On Sunday, a man wielding a cordless reciprocating saw, a woman with a tiny microscope and an architecture student with a clove of garlic, among others, brought to life a new artistic collaboration that unites eight of Yale’s schools.

Assembled by Saga Blane ARC ’13 as her master’s thesis project, “XS” creates a space for participants — 41 Yale community members from disciplines ranging from architecture to environmental science — to share ideas and explore interests outside of their respective schools. Through an online collaboration system and a series of six workshops, Blane said she hopes the group’s yearlong discussions will culminate in a zine and a spring exhibition. The project’s budget is $20,000, of which only $4,700 has been confirmed, Blane said.
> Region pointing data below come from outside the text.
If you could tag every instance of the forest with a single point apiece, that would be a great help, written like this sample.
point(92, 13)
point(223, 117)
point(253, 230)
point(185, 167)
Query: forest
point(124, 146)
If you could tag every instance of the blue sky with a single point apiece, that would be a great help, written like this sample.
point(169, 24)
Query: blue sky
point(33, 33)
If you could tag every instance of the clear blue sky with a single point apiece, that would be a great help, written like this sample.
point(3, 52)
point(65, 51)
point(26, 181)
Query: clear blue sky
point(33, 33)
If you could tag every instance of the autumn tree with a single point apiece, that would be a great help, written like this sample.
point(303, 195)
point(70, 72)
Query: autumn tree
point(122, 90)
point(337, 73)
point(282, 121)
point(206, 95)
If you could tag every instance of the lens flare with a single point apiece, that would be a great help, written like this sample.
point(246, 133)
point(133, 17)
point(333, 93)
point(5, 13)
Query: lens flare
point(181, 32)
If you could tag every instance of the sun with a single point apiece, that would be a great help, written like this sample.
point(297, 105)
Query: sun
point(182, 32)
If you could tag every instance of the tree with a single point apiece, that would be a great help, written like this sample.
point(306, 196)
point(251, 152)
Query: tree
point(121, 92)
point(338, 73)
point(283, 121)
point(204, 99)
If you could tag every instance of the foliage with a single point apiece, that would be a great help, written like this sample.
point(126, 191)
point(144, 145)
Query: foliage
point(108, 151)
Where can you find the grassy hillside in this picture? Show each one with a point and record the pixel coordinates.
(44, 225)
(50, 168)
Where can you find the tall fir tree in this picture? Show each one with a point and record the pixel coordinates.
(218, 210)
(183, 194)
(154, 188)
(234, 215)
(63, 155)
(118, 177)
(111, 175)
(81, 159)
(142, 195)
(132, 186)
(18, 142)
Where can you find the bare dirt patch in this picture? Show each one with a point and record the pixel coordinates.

“There are so many excited and dynamic graduate and undergraduate students at Yale, and too often we get siloed,” said Jake Jeppson DRA ’12, who directed the workshop on Sunday. “To be able to come into a space and share our backgrounds from our various forms of training is only going to make the work more exciting and our own education more exciting.”

Blane explained that XS’ goal is not to create a polished final product, but rather to serve as an incubator for creativity. The exhibit at the end of the year, she said, will focus on presenting this process itself to the public.

This discussion will take place, in part, at the six workshops, each of which will have a theme drawn from the ideas in Daniel Pink’s book about right-brain thinking, “A Whole New Mind”: play, design, story, empathy, meaning and symphony. Sunday’s workshop, which about 25 of XS’ members attended, investigated “play.” To that extent, Blane said she hoped the participants would find ways to physically represent ideas they had discussed previously by making art on-site.

“Creativity happens with other people,” said Matthew Claudel ’13, one of five undergraduates at the workshop. “You have to work together, and you have to start somewhere. This was a good place to start.”

Jeppson began the workshop by asking each of the participants to share with the group a tool and a verb they brought that speaks to their creative method. Tools ranged from a permanent marker to a cordless reciprocating saw, and verbs from “to enchant” to “to everything.”

The participants then divided into the six small teams to which they had been assigned prior to the event. Jeppson gave each a black plastic garbage bag and duct tape. He also provided six unique items for each group to take, such as an inflatable dinosaur and a talking fur-covered plastic toy. After half an hour, the teams presented their work. One of the pieces consisted of the talking toy, with its fur and body parts removed and then melted back together, suspended with string over the backs of three chairs.

“This piece is called the Death of the Id, its insides displayed like viscera,” AJ Artemel ARC ’14 explained as he pulled out a long piece of yellow trace paper that he had stuffed under his shirt and let it fall to the floor. Asked if the toy’s voice had changed, Artemel responded, “not discernibly.”

Blane said she felt the event was a success, despite having been unable to predict exactly what would come of such a collaboration.

“I think it was good to get more comfortable, working with people and talking,” Claudel said of the event.

Blane created XS under the supervision of School of Architecture professor Eeva-Liisa Pelkonoen.